Biomolecules such as proteins have great potential to provide new evidence for investigating ancient fossil organisms1,2. Previous studies of ancient proteins have focused primarily on hard tissue remains (e.g. bone and shell) in sedimentary rocks. However, a focus on biomineralised fossils recovered from sediments limits the taxonomic coverage of such analyses3,4,5,6,7,8,9,10,11; large vertebrates are particularly overrepresented. The recovery of proteins from fossils in amber, which are primarily small, terrestrial soft-bodied organisms not found in sediments12,13, would provide an important biomolecular archive from extinct taxa that cannot be matched by the sedimentary fossil record.

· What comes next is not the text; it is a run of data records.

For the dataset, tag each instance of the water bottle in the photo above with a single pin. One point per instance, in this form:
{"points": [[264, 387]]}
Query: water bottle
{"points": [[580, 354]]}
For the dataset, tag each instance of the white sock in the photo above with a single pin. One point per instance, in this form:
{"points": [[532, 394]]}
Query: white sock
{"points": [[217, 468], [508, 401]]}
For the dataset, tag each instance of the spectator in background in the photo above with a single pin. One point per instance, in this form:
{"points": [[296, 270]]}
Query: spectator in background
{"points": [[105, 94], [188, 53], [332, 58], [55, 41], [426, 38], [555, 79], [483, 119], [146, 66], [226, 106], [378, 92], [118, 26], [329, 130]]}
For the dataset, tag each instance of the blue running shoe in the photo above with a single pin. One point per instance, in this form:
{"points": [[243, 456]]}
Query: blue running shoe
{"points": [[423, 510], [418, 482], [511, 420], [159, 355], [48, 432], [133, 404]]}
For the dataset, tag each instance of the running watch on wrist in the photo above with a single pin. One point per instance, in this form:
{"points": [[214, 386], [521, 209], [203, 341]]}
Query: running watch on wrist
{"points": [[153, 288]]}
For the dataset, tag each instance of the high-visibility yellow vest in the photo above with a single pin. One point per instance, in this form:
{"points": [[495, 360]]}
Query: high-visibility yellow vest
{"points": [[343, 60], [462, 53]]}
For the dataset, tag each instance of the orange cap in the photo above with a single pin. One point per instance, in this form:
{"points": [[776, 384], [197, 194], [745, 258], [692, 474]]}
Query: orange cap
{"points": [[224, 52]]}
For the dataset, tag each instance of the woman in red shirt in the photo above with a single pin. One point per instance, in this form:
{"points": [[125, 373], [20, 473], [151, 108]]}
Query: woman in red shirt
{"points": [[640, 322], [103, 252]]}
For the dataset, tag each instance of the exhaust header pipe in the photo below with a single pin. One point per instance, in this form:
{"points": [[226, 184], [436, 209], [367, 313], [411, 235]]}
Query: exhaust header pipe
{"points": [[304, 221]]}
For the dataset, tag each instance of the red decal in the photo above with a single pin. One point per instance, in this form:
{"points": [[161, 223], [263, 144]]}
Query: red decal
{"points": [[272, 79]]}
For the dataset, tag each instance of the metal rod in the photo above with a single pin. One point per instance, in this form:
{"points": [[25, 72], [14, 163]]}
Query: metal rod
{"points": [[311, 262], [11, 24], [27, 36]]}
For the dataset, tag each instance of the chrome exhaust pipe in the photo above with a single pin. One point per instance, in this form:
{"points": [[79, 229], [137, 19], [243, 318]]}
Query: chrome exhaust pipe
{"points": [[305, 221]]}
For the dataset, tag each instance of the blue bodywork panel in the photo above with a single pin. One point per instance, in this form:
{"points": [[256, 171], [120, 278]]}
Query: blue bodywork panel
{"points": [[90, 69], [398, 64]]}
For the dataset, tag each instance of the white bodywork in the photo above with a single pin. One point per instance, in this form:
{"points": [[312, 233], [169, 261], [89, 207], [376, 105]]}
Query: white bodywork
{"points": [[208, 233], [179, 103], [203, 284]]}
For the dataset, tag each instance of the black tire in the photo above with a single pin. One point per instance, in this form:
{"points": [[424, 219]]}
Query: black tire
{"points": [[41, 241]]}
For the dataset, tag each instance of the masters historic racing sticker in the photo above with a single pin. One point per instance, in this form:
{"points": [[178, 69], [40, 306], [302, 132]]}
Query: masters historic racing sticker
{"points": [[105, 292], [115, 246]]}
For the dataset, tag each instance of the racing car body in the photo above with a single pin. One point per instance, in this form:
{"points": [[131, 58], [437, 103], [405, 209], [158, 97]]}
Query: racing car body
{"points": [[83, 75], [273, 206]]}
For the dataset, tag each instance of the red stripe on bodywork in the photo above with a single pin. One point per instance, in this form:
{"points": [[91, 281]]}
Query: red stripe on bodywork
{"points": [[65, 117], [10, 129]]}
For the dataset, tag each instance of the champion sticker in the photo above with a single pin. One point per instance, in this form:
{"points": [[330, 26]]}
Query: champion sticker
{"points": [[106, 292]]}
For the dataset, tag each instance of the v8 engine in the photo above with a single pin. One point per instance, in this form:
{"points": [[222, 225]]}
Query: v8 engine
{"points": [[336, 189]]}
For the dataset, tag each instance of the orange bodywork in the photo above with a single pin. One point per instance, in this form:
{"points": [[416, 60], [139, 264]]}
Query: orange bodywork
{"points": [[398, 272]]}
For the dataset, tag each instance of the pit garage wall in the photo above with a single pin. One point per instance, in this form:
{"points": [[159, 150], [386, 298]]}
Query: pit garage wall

Fossil inclusions in amber are characterised by exceptional morphological preservation of soft tissues, which suggest the possibility of similarly exceptional protein preservation13; this is supported by two previous investigations of fossils in amber based on levels of amino acid racemisation14,15. Amino acids primarily racemise (convert from the left-handed to right-handed chiral forms and vice versa) at N-terminal positions, most racemising very slowly within proteins and relatively more rapidly as free amino acids. Therefore the degree of racemisation in a closed system correlates with the degree to which the protein has degraded3. Low levels of racemisation as a result of limited peptide bond hydrolysis may imply that peptides are preserved3, or indicate some modern protein contamination. Liquid chromatography analysis of insects in resin, copal, and amber samples, ranging in age from 100 years old to 130 million years old, reported ancient amino acids with very low levels of racemisation14. Smejkal, et al.15 reported peptides from plant inclusions in Dominican amber (~15 Ma), and identified them as originating from ancient fungal proteins. Bada, et al.14 suggested that amber may provide the ideal environment for protein preservation owing to the dehydrating effects of the resin matrix inhibiting protein hydrolysis.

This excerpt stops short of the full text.